Week 6 — Comparisons

Designing fair and effective comparisons across categories, groups, and time.


📖 Background & Motivation

Most insight in data science comes from comparing things: groups, treatments, time periods, geographies, and models. Good comparison graphics make differences and similarities immediately legible without misleading the audience. This week focuses on selecting the right comparison design (bars, dot plots, slope charts, small multiples), aligning scales and baselines, and avoiding visual pitfalls that distort comparisons.


🔎 Learning Objectives

  • Choose appropriate designs for category and time comparisons (grouped bars, dot plots, slope charts, small multiples).
  • Align scales, baselines, and axes to ensure fair comparisons.
  • Normalize data (per capita, percent change, index to baseline) when appropriate.
  • Use faceting and small multiples to reduce clutter and increase clarity.
  • Add clear annotations and ordering to emphasize key contrasts.

📚 Readings & Resources

Sample Data Sources:

  • World Bank indicators (e.g., GDP per capita, life expectancy)
  • Gapminder (country-level indicators)
  • Sports/team statistics (season-by-season comparisons)

🛠️ Setup Checklist

Ensure your environment includes:

pip install pandas numpy matplotlib seaborn plotly

First, ensure that the virtual environment is properly created and activated. Then confirm you can import these libraries and render a simple chart before class.


🧭 Lecture Outline

Session 1 (75 min — Theory Focus)

  1. When to compare? Framing questions and choosing the right comparison graphic (10 min)
  2. Bars vs. dot plots: perceptual accuracy and overplotting concerns (15 min)
  3. Slope charts for before/after and rank changes (15 min)
  4. Scale, baseline, and normalization (indexing to 100, percent change, per‑capita) (20 min)
  5. Small multiples and faceting; ordering and labeling for clarity (15 min)
  6. Download the Jupyter Notebook and data used in lecture from this webpage

Session 2 (75 min — Hands-on Focus)

  1. Live coding: grouped bars → dot plot refactor (15 min)
  2. Build a slope chart for a before/after dataset (20 min)
  3. Create a small multiples view with FacetGrid (20 min)
  4. Mini‑workshop: add annotations, reorder categories, and test alternative scales (20 min)
  5. Download the Jupyter Notebook for this session.

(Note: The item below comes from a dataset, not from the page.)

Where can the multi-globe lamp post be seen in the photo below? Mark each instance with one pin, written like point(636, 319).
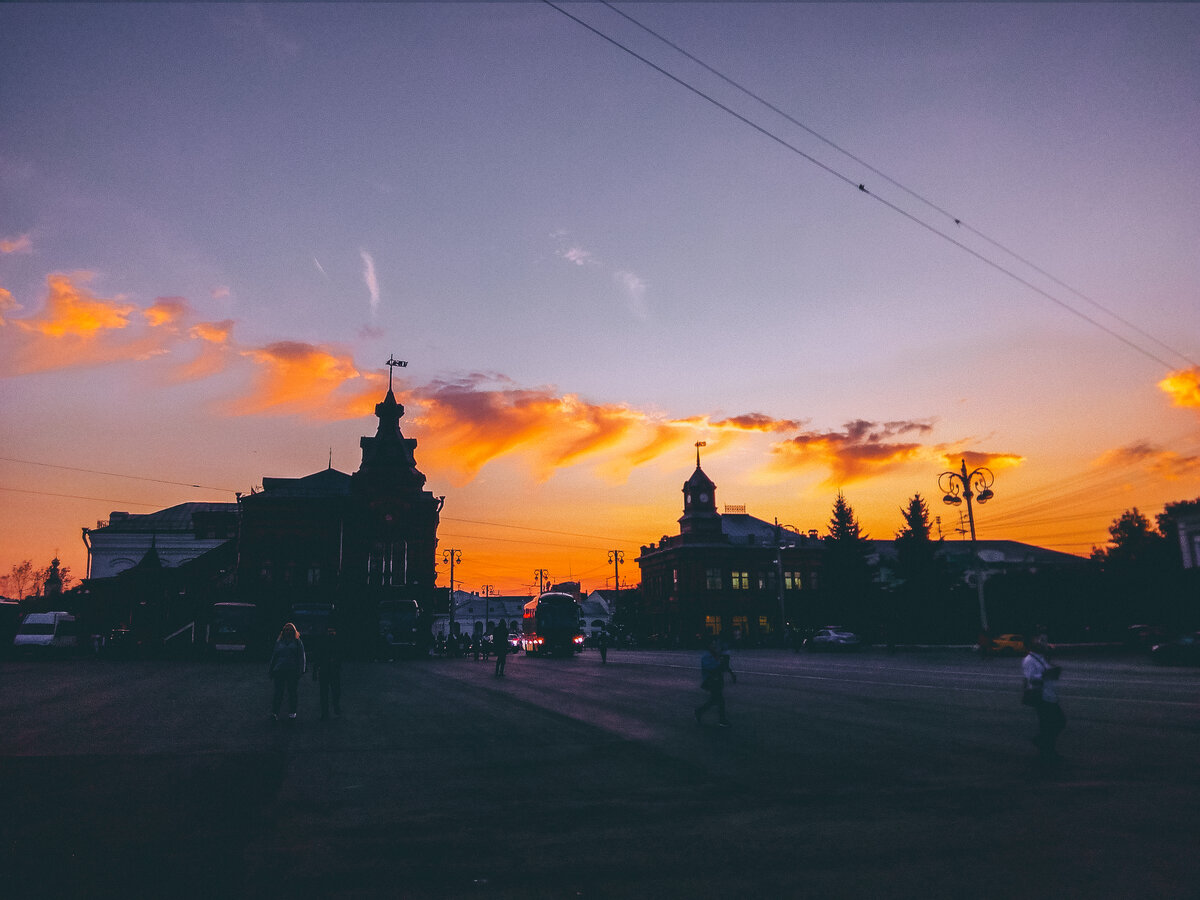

💻 Starter Notebook Snippets

Dot plot vs. grouped bars

import pandas as pd
import seaborn as sns
import matplotlib.pyplot as plt

sns.set_theme(style="whitegrid")

# toy data: mean score by group and condition
df = pd.DataFrame({
    "group": ["A","A","B","B","C","C"],
    "condition": ["Control","Treatment"]*3,
    "score": [72, 78, 65, 74, 81, 85]
})

# Grouped bars
sns.catplot(data=df, kind="bar", x="group", y="score", hue="condition")
plt.title("Grouped Bars")

# Dot plot (often clearer for two conditions)
sns.catplot(data=df, kind="point", x="group", y="score", hue="condition", dodge=True)
plt.title("Dot Plot Comparison")

Slope chart (before/after)

import numpy as np

before = pd.Series([72, 65, 81], index=["A","B","C"]).rename("before")
after = pd.Series([78, 74, 85], index=["A","B","C"]).rename("after")
long = pd.concat([before, after], axis=1).reset_index().melt(id_vars="index", var_name="time", value_name="score")
long = long.rename(columns={"index":"group"})

plt.figure(figsize=(6,4))
for g, sub in long.groupby("group"):
    xs = [0, 1]
    ys = sub.sort_values("time")["score"].values
    plt.plot(xs, ys, marker="o")
    plt.text(0-0.03, ys[0], g, ha="right", va="center")
plt.xticks([0,1],["Before","After"])
plt.title("Slope Chart — Before vs After")
plt.ylabel("Score")
plt.grid(axis='y', alpha=.3)
plt.tight_layout()

Small multiples with FacetGrid

# Using Gapminder-like structure
peng = sns.load_dataset("penguins").dropna()
fg = sns.FacetGrid(peng, col="species", height=3, sharey=True)
fg.map_dataframe(sns.scatterplot, x="flipper_length_mm", y="body_mass_g", alpha=.7)
fg.set_axis_labels("Flipper length (mm)", "Body mass (g)")
fg.set_titles(col_template="{col_name}")

Normalization (indexing to a baseline)

# Index each group to its first time value
wide = pd.DataFrame({"t":[1,2,3,4], "A":[100,110,108,120], "B":[100,98,105,112]})
base = wide.loc[0, ["A","B"]]
indexed = wide[["A","B"]].divide(base) * 100
indexed["t"] = wide["t"]
indexed_m = indexed.melt("t", var_name="series", value_name="index")
sns.lineplot(data=indexed_m, x="t", y="index", hue="series")
plt.axhline(100, color="k", lw=.8)
plt.ylabel("Index (baseline=100)")
plt.title("Indexed Comparison")

🧪 In-Class Activity

  • Convert a cluttered grouped‑bar chart into a dot plot and explain which communicates differences more clearly.
  • Build a slope chart for a before/after dataset and annotate the largest change.
  • Create small multiples with FacetGrid to compare subgroups on the same scale.
  • Try at least one normalization (percent change or index to baseline) and discuss how it changes the interpretation.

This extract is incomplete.